Oxford Dictionaries will help you explain Miley Cyrus to your mom

TL;DR, emoji, selfie, bitcoin, and derp make the cut in the quarterly update.


Kris Holt

Internet Culture

Published Aug 28, 2013   Updated Jun 1, 2021, 7:59 am CDT

If the dictionary had updated its definitions a few days earlier, you might have found it easier to explain Miley Cyrus’s VMAs performance to your parents.

Oxford Dictionaries Online (ODO) added definitions for several Internet culture terms, like twerk, Bitcoin, emoji, and selfie in its quarterly update Wednesday.

Don’t freak out. It’s just the online dictionary. It catalogs what we tweet, not what we write in an honors English thesis. 
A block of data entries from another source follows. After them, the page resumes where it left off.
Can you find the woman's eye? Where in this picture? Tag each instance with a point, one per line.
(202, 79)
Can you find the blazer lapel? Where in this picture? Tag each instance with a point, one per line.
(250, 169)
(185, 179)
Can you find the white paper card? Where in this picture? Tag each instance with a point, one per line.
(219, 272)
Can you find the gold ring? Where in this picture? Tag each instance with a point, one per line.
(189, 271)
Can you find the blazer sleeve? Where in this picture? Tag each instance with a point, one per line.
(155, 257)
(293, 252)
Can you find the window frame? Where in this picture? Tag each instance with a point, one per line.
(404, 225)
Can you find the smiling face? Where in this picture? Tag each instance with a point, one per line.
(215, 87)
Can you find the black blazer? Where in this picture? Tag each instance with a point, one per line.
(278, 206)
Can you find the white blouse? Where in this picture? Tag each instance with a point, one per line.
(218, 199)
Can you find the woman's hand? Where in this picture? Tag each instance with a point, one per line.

“Research by the Oxford Dictionaries team shows that these terms have been absorbed by popular culture, hence their inclusion in the latest ODO update,” Oxford Dictionary Press said in a TL;DR blog post. The company also publishes the Oxford English Dictionary, but these words will only appear on the Web (for now).

Some of the definitions mentioned in the post are are concerned with fashion and food, though most come from the Internet. Here are a few of the new ODO definitions:

  • derp: speech regarded as meaningless or stupid, or to comment on a foolish or stupid action”;
  • TL;DR: ‘too long didn’t read’: used as a dismissive response to a lengthy online post, or to introduce a summary of a lengthy post;
  • FOMO: fear of missing out: anxiety that an exciting or interesting event may currently be happening elsewhere, often aroused by posts seen on a social media website;
  • twerk: dance to popular music in a sexually provocative manner involving thrusting hip movements and a low, squatting stance;
  • unlike: withdraw one’s liking or approval of (a web page or posting on a social media website that one has previously liked).

The Oxford English Dictionary typically demands words or new definitions are in widespread use for a decade before they’re added to the print dictionary. That policy doesn’t really work when new terms can take off within minutes online. It bent the rules a little to add “tweet,” “crowdsourcing,” and “e-reader” in June, however.